Function: Useful for treating several cancers (ALL, AML, Hodgkin’s Lymphoma).

Facts:
- Isolated from Madagascar Periwinkle.
- 0.0003% yield from plant
- Causes side effects such as hair loss, neuropathic pain, and low white cell numbers.

Mechanism of Action:
- Binds to tubulin dimers in cells, prevents microtubule formation in mitosis, preventing it.
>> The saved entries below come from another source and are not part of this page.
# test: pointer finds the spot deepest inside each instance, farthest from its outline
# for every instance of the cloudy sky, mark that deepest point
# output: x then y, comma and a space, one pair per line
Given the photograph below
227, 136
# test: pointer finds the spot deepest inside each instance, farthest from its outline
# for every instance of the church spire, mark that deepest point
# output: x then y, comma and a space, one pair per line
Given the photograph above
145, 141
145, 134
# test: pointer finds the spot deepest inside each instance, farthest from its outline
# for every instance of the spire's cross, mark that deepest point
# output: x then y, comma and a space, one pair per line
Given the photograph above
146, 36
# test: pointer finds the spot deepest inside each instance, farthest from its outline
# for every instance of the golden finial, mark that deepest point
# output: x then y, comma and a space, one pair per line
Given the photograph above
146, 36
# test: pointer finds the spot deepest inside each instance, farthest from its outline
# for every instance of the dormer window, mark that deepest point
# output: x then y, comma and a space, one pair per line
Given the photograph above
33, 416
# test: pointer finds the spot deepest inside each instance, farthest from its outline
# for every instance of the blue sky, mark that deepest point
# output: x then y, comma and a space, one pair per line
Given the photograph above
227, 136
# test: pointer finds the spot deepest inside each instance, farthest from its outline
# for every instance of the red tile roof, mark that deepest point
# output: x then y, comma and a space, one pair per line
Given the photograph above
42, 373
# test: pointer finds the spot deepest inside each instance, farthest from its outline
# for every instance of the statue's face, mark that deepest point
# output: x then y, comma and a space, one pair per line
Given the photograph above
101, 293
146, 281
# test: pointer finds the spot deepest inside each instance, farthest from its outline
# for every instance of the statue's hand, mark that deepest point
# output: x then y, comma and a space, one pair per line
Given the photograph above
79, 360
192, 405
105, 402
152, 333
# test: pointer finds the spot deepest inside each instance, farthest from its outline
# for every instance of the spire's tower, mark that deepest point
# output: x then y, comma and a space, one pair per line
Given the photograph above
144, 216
Useful for cancers as these divide frequently.

Question 29

St John’s Wort:

Answer 29

Function: SSRI-like

Facts:
- Cannot be taken with SSRIs

Mechanism of Action:
- Binds to TRPC6 receptors, causing an influx of Ca2+ and Na+ ions in neuron.
- Not fully understood, but leads to reuptake of serotonin, norepinephrine, dopamine.

Question 30

Artemisinin:

Answer 30

Function: Antimalarial drug

Facts:
- Project 523 started to aid Vietnam in their war, by producing an antimalarial medicine.
- Isolated from the Artemisia annua plant by Dr. Tu Youyou and her team in 1972.
- First clinical trials published in 1979.

Mechanism of Action:
- Artemisinin is a prodrug, metabolised to

Question 31

Psilocybin:

Answer 31

Function: Potential depression, PTSD, anxiety, OCD treatment.